Trinta anos depois da fatwa determinando a morte do escritor britânico Salman Rushdie, o ódio dos extremistas contra este autor permanece intacto e o debate sobre a blasfêmia ainda é explosivo.

A fatwa foi emitida pelo aiatolá Ruhollah Khomeini, guia supremo da Revolução Islâmica iraniana, em 14 de fevereiro de 1989.

Na véspera, milhares de manifestantes atacaram o Centro Cultural Americano em Islamabad. Cinco pessoas morreram nos confrontos.

O jornalista paquistanês Shahid ur Rehman foi um dos primeiros a chegar e viu as multidões se empoleirarem no telhado do edifício e arrancarem a bandeira americana, antes que a polícia interviesse com gás lacrimogêneo e depois com balas reais.

“Os versos satânicos”, o romance escrito por Rushdie, caiu como uma bomba em todo o mundo muçulmano.

Então, a revolução iraniana tinha apenas dez anos e a URSS estava em plena agonia depois de sua expulsão do Afeganistão, um evento cuja paternidade era reivindicada pelos muçulmanos em geral e pelo Paquistão em particular.

– Tão odiado quanto antes –

Rushdie é atualmente “tão odiado quanto era então”, enfatiza o erudito religioso Tahir Mahmood Ashrafi.

“Mas as pessoas não podem protestar 30 anos seguidos”, explica ele.

E a blasfêmia continua sendo um assunto explosivo para os extremistas muçulmanos.

Várias personalidades foram mortas no Paquistão nos últimos anos, e vários países europeus foram ameaçados.

O caso da cristã Asia Bibi, condenada à morte por blasfêmia e absolvida no ano passado, causou vários dias de tumultos e violências no país.

Para Ashrafi, o lançamento do romance “justifica” a existência de leis anti-blasfêmia.
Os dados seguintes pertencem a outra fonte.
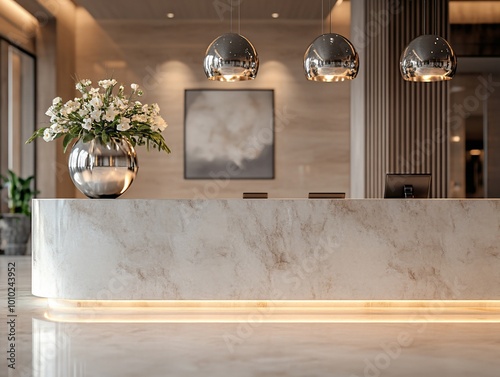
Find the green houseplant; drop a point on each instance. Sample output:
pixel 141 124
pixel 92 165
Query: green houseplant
pixel 15 226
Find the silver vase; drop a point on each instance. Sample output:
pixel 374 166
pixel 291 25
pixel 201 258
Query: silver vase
pixel 103 170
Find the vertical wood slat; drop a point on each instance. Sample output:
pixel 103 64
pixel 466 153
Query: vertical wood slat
pixel 405 121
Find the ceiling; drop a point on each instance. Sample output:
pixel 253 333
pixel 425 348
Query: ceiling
pixel 217 10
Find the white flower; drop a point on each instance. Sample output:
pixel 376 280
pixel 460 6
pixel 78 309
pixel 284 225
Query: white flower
pixel 110 114
pixel 96 102
pixel 83 112
pixel 141 118
pixel 159 124
pixel 95 115
pixel 124 124
pixel 48 135
pixel 107 83
pixel 56 128
pixel 50 112
pixel 87 124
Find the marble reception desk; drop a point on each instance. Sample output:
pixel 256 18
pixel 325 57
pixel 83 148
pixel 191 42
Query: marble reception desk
pixel 266 249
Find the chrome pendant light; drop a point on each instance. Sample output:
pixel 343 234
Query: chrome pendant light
pixel 428 58
pixel 231 57
pixel 331 57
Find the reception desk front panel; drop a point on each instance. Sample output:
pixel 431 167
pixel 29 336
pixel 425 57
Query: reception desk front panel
pixel 266 249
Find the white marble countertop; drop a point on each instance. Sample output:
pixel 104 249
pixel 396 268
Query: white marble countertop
pixel 49 349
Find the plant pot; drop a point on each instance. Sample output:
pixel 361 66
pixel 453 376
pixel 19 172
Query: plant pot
pixel 15 231
pixel 103 170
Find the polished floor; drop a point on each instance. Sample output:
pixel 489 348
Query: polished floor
pixel 251 348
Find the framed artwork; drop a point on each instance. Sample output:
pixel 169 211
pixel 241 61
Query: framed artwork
pixel 229 134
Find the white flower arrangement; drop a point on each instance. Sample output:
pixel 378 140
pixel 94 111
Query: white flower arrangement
pixel 99 113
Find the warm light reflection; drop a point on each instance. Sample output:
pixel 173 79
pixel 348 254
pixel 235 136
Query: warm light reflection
pixel 294 311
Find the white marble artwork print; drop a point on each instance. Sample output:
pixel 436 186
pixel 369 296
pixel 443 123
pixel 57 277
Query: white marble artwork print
pixel 229 134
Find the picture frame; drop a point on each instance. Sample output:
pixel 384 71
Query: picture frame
pixel 229 134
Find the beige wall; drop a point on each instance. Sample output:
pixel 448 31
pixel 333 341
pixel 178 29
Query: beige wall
pixel 312 119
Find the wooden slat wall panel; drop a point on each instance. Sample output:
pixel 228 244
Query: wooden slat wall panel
pixel 406 123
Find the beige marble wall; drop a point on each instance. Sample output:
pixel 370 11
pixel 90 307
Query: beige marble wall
pixel 312 119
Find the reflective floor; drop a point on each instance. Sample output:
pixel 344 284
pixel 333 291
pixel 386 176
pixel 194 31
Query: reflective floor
pixel 250 348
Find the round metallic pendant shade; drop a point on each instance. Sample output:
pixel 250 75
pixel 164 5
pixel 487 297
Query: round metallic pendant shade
pixel 331 57
pixel 231 57
pixel 428 58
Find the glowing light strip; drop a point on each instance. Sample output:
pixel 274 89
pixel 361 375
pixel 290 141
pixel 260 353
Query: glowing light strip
pixel 286 311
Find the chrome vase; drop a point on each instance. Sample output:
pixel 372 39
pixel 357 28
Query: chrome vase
pixel 103 170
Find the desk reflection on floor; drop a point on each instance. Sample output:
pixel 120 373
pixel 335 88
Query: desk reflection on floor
pixel 254 348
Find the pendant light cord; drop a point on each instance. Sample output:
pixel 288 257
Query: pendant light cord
pixel 330 10
pixel 322 18
pixel 435 18
pixel 424 15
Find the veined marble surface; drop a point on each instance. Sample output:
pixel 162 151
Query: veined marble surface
pixel 266 249
pixel 50 349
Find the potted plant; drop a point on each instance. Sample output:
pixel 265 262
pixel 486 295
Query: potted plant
pixel 15 226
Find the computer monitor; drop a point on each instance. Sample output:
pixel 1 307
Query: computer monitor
pixel 407 186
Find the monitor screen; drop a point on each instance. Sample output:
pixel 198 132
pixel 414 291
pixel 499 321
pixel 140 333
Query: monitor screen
pixel 407 186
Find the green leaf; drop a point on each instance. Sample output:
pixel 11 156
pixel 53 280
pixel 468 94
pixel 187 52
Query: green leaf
pixel 66 141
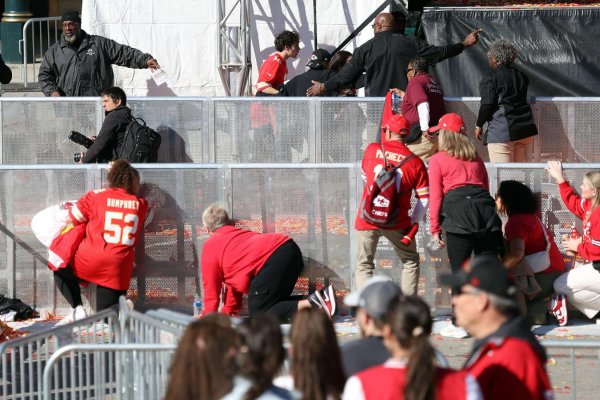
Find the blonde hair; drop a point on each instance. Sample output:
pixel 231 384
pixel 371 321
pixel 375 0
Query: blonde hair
pixel 215 216
pixel 457 145
pixel 594 178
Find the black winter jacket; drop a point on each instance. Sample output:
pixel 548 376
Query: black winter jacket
pixel 87 70
pixel 384 60
pixel 110 138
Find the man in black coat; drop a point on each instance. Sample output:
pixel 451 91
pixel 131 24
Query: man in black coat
pixel 81 65
pixel 384 58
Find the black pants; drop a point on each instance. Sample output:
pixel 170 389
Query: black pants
pixel 68 285
pixel 462 247
pixel 271 289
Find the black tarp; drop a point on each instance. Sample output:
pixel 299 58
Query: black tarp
pixel 558 48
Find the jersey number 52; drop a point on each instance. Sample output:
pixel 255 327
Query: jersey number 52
pixel 120 228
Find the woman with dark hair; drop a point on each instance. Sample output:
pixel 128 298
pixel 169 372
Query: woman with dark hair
pixel 580 285
pixel 504 107
pixel 527 238
pixel 460 201
pixel 259 358
pixel 112 219
pixel 316 365
pixel 204 366
pixel 411 373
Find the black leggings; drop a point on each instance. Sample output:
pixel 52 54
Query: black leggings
pixel 271 289
pixel 68 285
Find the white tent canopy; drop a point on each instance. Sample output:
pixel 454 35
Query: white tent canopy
pixel 182 36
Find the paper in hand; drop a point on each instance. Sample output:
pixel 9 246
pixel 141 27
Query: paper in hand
pixel 159 76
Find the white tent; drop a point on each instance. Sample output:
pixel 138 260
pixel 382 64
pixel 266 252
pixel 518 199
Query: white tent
pixel 182 36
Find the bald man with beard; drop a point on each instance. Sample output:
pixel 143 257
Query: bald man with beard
pixel 384 58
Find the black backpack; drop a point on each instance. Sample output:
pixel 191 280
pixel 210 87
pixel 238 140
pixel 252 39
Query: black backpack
pixel 140 144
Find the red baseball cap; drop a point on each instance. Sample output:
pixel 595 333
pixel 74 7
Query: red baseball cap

Sem eles, “pessoas como Rushdie continuarão a ferir os sentimentos religiosos dos muçulmanos”.

Para o analista Khalid Ahmed, autor de um livro sobre o tema religioso no Paquistão, a fatwa foi o começo do “terrível declínio” do discurso intelectual do Islã.

A convocação de Khomeini foi “catastrófica para a liberdade de criação, de literatura e de pensamento”, concorda o jornalista e romancista egípcio Ibrahim Issa.

Outros fatwas já haviam sido lançadas contra escritores, mas geralmente vinham de “pequenos grupos extremistas”, ao contrário de Khomeini.

“Foi um momento sombrio que, trinta anos depois, nos lembra até que ponto a interferência da religião na liberdade de expressão é perigosa”, destaca.

O atual guia supremo iraniano, o aiatolá Ali Khamenei, reiterou a sentença contra o escritor várias vezes, a última vez em 2015.

O governo iraniano se comprometeu em 1998 a não aplicar a fatwa, mas tal decreto “não é revogável”, segundo Mehdi Abutalebi, religioso e doutor em ciência política do influente Instituto de Pesquisa Imam Khomeini, em Qom.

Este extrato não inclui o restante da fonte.